Tenth Excercise: Add a heatmap containing the colors blue for start destination and red for target destination and draw them as a mixed color into the neighbourhoods into a new layer below the lines layer showing the interconnections. The intensity of the colors should be in comparison to the overall count of starts and arrivals for each neighbourhood.

Eleventh Exercise: Add a time filter widget so we can only see time sets from certain daytimes within the overall time range.

Twelveth Exercise: Add a passenger filter that can limit the passenger count within ranges. Refer minimum and maximum from values found. Repeat that with the taxi color and the vendor ID.

Thirteenth Excercise: Add a filter that can limit the distance moved count within ranges. Refer minimum and maximum from values found.

Fourteenth Excercise: Add a filter that can limit the money spent on the trip within ranges.
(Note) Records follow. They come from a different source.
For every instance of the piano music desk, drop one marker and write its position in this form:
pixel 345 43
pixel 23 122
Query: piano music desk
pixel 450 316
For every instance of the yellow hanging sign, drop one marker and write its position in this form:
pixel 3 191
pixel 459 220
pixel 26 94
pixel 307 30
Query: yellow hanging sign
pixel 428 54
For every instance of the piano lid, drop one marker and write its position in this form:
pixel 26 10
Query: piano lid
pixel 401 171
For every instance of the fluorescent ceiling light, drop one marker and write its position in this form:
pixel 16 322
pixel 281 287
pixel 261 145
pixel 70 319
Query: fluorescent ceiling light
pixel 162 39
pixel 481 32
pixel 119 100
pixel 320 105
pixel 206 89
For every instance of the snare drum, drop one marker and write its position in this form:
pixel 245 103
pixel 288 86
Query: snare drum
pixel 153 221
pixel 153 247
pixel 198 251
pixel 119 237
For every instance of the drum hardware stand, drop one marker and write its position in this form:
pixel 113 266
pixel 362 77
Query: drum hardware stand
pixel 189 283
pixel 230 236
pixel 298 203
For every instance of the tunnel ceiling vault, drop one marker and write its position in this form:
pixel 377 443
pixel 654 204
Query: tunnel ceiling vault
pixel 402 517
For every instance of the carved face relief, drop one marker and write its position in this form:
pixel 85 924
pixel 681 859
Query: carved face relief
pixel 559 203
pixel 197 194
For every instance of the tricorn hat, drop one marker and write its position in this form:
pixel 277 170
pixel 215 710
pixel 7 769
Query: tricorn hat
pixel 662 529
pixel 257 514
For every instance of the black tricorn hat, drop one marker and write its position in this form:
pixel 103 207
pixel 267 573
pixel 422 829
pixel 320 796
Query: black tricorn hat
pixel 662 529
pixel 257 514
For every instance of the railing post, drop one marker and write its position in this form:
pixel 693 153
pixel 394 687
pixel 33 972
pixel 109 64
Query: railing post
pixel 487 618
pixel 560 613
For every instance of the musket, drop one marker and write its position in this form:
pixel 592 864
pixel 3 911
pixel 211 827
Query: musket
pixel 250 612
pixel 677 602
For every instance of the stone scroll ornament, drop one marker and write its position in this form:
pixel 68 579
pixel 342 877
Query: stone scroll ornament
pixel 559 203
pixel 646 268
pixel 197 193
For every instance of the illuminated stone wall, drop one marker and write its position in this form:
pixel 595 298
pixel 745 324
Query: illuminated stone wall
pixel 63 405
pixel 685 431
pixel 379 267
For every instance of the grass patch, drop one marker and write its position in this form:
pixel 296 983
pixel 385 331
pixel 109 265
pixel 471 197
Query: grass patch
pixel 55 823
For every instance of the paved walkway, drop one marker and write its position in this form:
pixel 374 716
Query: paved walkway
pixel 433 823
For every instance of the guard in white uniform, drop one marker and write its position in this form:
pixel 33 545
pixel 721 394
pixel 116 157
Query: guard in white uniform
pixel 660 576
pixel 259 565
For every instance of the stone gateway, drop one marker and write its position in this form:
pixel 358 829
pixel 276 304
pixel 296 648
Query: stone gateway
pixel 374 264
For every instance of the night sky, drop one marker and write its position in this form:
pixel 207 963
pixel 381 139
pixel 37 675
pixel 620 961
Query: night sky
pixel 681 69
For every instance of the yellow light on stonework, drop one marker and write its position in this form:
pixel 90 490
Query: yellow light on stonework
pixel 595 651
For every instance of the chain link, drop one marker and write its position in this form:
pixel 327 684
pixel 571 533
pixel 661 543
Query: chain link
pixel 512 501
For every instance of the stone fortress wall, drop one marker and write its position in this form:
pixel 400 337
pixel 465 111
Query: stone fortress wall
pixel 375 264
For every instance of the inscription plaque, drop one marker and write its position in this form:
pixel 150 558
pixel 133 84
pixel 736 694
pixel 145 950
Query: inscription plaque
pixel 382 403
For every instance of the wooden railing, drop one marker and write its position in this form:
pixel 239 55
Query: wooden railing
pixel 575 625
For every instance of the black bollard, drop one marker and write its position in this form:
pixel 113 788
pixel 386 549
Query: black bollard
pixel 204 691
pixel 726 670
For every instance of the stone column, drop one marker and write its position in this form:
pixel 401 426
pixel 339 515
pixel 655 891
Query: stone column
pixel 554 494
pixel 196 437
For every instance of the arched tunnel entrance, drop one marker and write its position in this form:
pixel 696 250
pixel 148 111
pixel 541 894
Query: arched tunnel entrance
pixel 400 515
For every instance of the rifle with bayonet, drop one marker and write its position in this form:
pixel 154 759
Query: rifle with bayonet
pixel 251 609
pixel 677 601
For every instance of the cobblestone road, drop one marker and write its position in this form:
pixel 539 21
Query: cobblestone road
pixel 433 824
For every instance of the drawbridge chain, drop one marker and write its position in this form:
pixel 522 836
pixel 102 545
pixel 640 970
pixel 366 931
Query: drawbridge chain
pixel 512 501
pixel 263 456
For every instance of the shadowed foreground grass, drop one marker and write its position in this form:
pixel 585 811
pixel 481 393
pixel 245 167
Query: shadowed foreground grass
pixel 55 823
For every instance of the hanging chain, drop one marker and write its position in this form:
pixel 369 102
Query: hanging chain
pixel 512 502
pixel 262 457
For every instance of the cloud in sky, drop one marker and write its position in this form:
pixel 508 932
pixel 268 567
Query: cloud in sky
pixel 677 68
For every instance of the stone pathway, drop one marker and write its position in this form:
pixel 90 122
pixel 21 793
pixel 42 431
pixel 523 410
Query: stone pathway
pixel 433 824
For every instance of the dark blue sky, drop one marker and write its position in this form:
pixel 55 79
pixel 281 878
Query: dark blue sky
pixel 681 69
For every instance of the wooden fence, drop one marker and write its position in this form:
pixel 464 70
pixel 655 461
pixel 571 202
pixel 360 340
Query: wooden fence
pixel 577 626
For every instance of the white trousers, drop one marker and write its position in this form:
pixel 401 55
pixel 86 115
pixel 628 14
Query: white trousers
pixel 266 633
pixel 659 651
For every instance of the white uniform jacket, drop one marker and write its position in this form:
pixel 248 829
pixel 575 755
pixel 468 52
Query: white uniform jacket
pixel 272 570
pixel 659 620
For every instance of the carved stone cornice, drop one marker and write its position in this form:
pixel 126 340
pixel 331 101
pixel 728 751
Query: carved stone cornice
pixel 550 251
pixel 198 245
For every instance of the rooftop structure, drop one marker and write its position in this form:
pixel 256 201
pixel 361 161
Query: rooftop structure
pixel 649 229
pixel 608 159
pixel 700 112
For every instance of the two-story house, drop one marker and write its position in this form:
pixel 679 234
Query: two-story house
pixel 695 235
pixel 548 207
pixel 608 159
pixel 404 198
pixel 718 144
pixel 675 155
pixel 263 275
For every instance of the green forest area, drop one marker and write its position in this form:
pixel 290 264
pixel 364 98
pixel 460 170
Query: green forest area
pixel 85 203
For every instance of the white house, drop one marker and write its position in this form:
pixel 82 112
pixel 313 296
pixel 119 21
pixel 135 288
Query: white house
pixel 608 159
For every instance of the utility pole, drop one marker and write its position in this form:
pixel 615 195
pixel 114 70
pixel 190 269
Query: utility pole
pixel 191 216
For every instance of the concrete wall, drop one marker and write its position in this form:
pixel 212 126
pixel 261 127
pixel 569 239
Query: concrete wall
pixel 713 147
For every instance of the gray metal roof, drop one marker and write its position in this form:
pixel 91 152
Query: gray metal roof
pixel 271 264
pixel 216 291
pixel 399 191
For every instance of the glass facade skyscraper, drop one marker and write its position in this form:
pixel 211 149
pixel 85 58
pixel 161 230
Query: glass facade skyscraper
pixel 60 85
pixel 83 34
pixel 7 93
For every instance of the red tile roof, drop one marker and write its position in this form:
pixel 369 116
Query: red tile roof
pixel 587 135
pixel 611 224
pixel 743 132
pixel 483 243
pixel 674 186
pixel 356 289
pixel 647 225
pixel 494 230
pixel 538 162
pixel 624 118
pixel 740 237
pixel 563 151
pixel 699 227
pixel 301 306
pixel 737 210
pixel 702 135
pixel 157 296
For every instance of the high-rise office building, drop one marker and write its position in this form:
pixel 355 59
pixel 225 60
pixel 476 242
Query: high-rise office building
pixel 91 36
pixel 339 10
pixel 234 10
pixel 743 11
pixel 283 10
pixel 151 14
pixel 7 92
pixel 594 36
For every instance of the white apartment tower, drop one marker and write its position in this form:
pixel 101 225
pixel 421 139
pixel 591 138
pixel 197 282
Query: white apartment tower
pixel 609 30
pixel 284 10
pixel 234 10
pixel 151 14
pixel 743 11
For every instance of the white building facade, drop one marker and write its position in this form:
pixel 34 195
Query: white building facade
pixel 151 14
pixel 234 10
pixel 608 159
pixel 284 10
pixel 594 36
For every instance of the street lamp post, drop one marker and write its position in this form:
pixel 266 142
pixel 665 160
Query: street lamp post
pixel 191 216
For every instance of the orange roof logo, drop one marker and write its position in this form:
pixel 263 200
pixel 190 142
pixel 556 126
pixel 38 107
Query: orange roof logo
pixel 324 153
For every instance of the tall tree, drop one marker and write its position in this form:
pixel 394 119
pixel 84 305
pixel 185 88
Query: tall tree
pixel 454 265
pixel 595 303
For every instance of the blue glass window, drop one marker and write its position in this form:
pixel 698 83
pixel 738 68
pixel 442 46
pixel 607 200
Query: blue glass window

Refer minimum and maximum from values found.

Fifteenth Excercise: Add a filter that can limit the neighbourhoods either on start (S) or arrival (A) using one string for mode and one string separated with commas to list the neighbourhoods. If anything is empty the filter is off.

Sixteenth Excercise: Add a filter that can select the payment type on the trip. Refer values available.

Seventeenth Excercise: Add tooltips that are highlighted on mouse hover within the borders of each neighbourhood that show the summarized and average data over the csv files always separated on start and arrival point like money spent, payment method, distance traveled and time per distance. The tooltip may contain a barchart showing the average count of starts and arrivals within the chosen daytime.